When new drugs are developed, they are evaluated in clinical trials, which evaluate for efficacy and safety.

Clinical Drug Trials

Promising compounds can be identified by mass screening of hundreds or thousands of molecules for biologic activity. In other cases, knowledge of the specific molecular pathophysiology of a target disease allows for rational drug design via computer modeling or modification of existing pharmaceutical agents.

The safety of newly developed drugs is initially evaluated in vitro in preclinical research in human cell cultures or in animal models.

Clinical research in humans to evaluate the safety and efficacy of new drugs involves clinical trials conducted in phases (see U.S. Food & Drug Administration: Clinical Research):

Phase 1 evaluates safety and dosage in humans. Varying amounts of the compound are given to a small number (often 20 to 100) of healthy volunteers to determine the dose at which toxicity first appears.

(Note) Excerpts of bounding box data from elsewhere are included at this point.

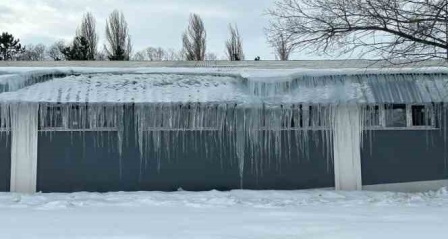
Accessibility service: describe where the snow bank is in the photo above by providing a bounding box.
[0,189,448,239]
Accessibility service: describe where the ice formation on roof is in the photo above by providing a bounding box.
[0,68,448,190]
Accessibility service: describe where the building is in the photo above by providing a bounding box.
[0,63,448,193]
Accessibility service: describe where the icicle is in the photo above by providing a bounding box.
[9,103,39,193]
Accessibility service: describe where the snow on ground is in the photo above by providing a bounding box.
[0,189,448,239]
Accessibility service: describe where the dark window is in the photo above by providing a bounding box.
[365,105,381,126]
[290,105,303,128]
[411,105,432,126]
[43,106,64,128]
[386,104,407,127]
[308,106,330,127]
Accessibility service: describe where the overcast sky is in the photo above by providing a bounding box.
[0,0,336,59]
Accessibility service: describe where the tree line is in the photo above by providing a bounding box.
[0,10,287,61]
[0,0,440,62]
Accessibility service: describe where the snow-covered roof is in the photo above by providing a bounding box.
[0,67,448,104]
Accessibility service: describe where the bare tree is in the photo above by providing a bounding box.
[76,12,98,61]
[226,24,244,61]
[105,10,132,61]
[165,48,183,61]
[182,14,207,61]
[47,40,65,61]
[146,47,166,61]
[268,32,297,61]
[268,0,448,61]
[17,44,46,61]
[205,52,218,61]
[132,50,147,61]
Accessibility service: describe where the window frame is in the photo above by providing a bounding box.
[365,104,440,130]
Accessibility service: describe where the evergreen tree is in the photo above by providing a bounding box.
[0,32,25,61]
[61,36,90,61]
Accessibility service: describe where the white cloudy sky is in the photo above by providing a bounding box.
[0,0,336,59]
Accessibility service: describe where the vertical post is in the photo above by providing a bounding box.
[333,105,362,190]
[10,103,39,193]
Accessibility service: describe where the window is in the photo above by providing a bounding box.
[308,106,330,128]
[43,106,64,128]
[386,104,408,127]
[364,105,382,127]
[411,105,434,126]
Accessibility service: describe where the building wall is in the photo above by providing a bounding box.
[8,106,448,192]
[37,129,334,192]
[0,132,11,192]
[37,109,334,192]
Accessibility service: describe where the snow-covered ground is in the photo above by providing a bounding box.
[0,189,448,239]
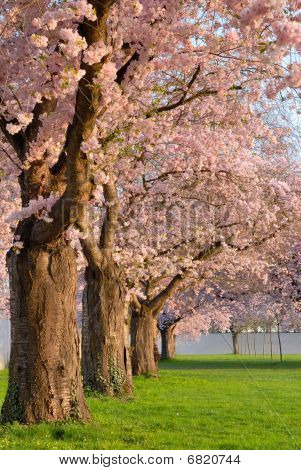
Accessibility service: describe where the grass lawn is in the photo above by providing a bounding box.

Phase 2 evaluates efficacy in treating the target disease and side effects. The compound is given to a larger group of people (up to several hundred) for treatment of the target disease. An additional goal is to determine an optimal dose-response range.

Phase 3 evaluates the drug’s therapeutic effect in larger (often hundreds to thousands of people), more heterogeneous populations with the target disease and compares the drug with existing treatments, a placebo, or both. The purpose is to verify efficacy and detect adverse effects that may not have been observed during phases 1 and 2. This phase provides most of the safety data.

Phase 4 (postmarketing surveillance, pharmacovigilance) in the United States occurs after the drug has been approved by the U.S. Food and Drug Administration (FDA) and can include formal research studies along with ongoing reporting of adverse effects. Phase 4 trials may detect uncommon or slowly developing adverse effects that are unlikely to be recognized in smaller, shorter-term studies that include only participants who were required to meet strict inclusion criteria. Often, special subpopulations (eg, pregnant women, children, older adults) are studied. Some drugs approved by the FDA after Phase 3 subsequently have been withdrawn from the market after newly recognized and serious adverse effects occurred in Phase 4.

Efficacy and Effectiveness

  • Efficacy is the capacity of an intervention to produce a particular benefit (eg, lower blood pressure) under ideal conditions.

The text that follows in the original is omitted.